Continúa mostrando su deseo de dejar su historia sin un proemio lleno de exornaciones, sin la erudición de la que presumen sus contemporáneos (crítica donde la figura de Lope está más que presente).

El narrador principal nos introduce otra figura prologal: el amigo al que presenta como una realidad física, como un hombre de carne y hueso al que le confiesa sus preocupaciones y dificultades con el Prólogo. Sin embargo ese amigo es una ficción, un personaje imaginario, que le ofrece la posibilidad de hacer la crítica más clara a  los libros de caballerías y las pomposas costumbres de los prefacios y elogios que preceden las obras de sus coetáneos.

Así, este amigo, tras conocer el problema que le plantea el narrador, crea un discurso que es todo un ataque contra lo anteriormente citado y, sin muchas complicaciones, derriba punto por punto los problemas del escritor.
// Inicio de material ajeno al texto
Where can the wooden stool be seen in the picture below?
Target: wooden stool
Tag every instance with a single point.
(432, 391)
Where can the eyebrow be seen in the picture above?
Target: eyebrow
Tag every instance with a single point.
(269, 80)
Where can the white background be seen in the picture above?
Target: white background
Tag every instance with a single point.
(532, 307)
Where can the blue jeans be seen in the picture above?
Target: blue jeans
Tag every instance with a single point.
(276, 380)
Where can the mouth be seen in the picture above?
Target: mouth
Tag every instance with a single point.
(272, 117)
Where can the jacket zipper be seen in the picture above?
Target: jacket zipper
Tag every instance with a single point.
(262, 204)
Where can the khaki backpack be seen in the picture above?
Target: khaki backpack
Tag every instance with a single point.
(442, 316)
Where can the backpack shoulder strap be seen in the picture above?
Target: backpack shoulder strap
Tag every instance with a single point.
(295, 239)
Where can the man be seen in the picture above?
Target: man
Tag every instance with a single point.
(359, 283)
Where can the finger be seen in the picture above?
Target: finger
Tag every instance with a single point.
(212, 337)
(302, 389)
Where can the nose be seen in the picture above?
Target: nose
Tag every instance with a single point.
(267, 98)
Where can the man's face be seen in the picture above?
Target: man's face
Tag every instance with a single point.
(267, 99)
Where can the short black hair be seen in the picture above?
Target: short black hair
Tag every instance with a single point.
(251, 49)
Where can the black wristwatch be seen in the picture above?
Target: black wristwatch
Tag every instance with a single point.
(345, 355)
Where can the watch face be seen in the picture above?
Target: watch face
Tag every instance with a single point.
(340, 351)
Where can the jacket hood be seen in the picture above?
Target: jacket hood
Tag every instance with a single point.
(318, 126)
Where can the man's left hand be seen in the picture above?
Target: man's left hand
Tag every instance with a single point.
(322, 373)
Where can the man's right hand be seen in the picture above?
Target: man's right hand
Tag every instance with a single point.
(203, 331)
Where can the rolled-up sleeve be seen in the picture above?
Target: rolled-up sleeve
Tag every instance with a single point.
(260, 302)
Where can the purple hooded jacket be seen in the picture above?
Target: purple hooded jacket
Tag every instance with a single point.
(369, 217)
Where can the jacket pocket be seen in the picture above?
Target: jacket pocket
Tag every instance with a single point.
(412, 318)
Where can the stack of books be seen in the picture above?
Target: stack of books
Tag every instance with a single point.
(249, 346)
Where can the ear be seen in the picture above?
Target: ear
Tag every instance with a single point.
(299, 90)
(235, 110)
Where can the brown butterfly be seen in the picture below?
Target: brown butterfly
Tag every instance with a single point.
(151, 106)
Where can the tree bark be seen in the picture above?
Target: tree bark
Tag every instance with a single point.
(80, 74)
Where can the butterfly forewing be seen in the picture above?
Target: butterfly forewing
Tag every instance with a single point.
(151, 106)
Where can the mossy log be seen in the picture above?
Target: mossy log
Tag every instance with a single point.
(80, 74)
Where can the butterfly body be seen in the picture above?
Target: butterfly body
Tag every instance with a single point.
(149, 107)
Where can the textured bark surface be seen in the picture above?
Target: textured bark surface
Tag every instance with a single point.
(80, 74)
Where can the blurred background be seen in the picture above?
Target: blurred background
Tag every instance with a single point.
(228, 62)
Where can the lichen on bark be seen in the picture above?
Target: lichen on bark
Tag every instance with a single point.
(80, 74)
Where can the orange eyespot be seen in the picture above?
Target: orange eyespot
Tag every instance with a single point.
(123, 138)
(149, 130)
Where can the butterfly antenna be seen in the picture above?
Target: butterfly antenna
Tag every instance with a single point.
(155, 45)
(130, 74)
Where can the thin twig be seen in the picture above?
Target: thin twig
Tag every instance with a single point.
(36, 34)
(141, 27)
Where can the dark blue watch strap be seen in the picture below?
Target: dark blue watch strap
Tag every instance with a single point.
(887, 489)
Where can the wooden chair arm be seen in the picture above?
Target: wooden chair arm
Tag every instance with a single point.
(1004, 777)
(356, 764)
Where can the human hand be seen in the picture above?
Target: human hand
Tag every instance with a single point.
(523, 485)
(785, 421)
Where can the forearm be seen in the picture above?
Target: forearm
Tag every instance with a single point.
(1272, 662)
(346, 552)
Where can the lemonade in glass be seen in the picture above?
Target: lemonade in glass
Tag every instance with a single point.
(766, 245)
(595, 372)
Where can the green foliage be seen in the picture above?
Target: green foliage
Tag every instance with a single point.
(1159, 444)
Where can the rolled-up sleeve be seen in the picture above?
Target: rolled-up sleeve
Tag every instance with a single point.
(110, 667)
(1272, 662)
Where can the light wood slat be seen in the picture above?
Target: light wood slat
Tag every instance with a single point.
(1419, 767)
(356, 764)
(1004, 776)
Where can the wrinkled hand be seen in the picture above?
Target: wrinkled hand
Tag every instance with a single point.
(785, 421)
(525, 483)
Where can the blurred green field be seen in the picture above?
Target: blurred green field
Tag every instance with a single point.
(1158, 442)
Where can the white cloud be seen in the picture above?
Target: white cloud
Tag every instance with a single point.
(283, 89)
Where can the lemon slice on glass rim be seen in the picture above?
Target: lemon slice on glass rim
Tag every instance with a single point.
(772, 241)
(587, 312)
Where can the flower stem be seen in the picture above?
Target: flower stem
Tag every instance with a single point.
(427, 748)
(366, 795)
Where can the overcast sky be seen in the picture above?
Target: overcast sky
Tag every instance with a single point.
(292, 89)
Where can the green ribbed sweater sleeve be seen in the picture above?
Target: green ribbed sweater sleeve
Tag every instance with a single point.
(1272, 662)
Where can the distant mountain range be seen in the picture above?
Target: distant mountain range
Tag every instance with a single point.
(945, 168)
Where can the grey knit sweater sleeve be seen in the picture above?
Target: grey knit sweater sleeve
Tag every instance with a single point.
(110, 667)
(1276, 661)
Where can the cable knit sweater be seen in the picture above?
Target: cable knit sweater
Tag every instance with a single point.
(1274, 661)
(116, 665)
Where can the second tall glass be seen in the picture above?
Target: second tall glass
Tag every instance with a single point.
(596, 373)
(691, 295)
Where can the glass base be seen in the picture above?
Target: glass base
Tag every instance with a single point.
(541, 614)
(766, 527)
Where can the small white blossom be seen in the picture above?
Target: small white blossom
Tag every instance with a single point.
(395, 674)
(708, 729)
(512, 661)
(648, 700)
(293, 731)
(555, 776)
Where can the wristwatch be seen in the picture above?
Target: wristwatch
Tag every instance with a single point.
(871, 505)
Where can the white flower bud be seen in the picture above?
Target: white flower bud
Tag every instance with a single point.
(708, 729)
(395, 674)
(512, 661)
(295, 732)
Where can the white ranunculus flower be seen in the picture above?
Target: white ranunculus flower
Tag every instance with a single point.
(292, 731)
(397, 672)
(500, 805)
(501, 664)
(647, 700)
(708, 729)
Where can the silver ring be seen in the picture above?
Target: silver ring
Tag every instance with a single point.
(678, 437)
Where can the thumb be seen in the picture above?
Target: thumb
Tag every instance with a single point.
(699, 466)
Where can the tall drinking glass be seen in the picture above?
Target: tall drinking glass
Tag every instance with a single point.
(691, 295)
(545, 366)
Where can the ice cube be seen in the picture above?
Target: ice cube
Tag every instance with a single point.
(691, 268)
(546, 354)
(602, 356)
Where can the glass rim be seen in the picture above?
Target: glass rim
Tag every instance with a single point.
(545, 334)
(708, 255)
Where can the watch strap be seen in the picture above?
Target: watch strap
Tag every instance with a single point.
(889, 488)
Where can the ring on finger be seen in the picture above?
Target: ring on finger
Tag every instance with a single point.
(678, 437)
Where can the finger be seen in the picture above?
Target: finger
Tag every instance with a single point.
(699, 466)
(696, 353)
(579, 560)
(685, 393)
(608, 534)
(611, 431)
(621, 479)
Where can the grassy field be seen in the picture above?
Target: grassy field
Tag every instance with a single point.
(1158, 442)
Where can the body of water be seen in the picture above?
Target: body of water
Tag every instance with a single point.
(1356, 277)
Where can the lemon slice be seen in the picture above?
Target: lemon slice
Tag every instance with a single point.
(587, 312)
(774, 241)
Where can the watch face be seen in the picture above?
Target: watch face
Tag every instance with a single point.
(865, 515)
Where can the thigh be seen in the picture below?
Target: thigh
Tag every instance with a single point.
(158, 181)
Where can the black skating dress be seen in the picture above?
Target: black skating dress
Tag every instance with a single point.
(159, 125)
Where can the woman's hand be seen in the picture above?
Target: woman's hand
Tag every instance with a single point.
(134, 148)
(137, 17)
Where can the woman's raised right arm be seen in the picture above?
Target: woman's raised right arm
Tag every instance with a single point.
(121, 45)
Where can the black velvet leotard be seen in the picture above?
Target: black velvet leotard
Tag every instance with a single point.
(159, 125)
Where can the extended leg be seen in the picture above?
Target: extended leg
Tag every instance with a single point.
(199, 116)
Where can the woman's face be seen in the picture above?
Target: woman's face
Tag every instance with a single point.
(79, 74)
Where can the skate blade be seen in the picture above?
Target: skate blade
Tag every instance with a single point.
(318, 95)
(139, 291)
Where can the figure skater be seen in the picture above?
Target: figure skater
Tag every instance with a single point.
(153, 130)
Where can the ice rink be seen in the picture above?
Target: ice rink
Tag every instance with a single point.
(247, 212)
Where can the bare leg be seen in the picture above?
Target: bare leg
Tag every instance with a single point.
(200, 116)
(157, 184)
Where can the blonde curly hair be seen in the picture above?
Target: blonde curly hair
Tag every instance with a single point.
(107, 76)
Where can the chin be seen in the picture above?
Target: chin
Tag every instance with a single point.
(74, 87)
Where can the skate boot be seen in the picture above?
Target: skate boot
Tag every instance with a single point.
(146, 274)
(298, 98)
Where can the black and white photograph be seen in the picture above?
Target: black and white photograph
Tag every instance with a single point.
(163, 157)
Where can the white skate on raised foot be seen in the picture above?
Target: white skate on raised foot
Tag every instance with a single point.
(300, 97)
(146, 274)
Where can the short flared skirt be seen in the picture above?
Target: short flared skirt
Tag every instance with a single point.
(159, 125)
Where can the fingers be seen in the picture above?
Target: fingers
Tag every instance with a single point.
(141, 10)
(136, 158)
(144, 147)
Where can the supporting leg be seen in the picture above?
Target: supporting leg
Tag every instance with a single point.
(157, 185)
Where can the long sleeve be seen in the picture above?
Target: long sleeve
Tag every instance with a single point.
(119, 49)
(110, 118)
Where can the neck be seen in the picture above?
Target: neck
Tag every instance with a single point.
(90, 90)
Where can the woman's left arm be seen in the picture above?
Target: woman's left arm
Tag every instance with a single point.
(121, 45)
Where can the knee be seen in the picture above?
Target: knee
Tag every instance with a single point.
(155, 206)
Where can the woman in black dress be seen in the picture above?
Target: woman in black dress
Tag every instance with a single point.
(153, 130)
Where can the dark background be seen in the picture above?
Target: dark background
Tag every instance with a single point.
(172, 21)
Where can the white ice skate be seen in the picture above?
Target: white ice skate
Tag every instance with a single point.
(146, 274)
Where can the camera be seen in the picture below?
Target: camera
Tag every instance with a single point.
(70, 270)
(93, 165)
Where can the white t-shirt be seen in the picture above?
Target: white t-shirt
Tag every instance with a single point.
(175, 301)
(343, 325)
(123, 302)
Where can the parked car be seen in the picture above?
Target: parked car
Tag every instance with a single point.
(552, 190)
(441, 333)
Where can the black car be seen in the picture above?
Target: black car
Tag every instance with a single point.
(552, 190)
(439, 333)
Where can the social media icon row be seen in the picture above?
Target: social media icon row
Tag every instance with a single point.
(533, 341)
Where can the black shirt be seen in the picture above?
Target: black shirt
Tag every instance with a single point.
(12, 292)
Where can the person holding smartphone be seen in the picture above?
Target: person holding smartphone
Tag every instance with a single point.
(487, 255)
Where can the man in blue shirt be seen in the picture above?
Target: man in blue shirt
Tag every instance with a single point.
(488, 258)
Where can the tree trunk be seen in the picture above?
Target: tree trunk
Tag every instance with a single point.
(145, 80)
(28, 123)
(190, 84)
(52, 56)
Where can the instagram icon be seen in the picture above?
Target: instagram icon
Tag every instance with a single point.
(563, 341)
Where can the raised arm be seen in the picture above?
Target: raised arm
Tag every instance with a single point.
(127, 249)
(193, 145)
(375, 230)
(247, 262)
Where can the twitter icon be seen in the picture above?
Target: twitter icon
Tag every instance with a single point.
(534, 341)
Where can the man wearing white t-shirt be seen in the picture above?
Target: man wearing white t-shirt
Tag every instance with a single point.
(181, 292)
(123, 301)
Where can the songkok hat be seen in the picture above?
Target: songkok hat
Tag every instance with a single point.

Para eso, le expone una serie de citas escolásticas y proverbiales, mitos clásicos y fragmentos bíblicos (no siempre de modo correcto), que le sirvan para salir al paso de sus dificultades. Dentro de la sátira es oportuno destacar que algunos de los dardos verbales son dirigidos a Lope de Vega: en la cita “Donec eris felix, multos numerabis amicos, Tempora si fuerint nubila, solus eris”, dice ‘felix’ donde debía decir ‘sospes’, tal y como escribió Ovidio (y no Catón, como se dice en el texto) en Tristia (I, 9, versos 5-6), clara referencia al susodicho Lope, cuyo primer nombre era Félix.

Por otro lado, critica a los autores que ofrecen en sus libros una lista “de la A a la Z” que acota todos los clásicos en los que se ha inspirado y/o una serie de poesías elogiosas de personajes ilustres. Esta es una clara referencia burlesca a la Arcadia (1598) de Lope de Vega, así como al Isidro (1599), La hermosura de Angélica y a El peregrino en su patria (1604).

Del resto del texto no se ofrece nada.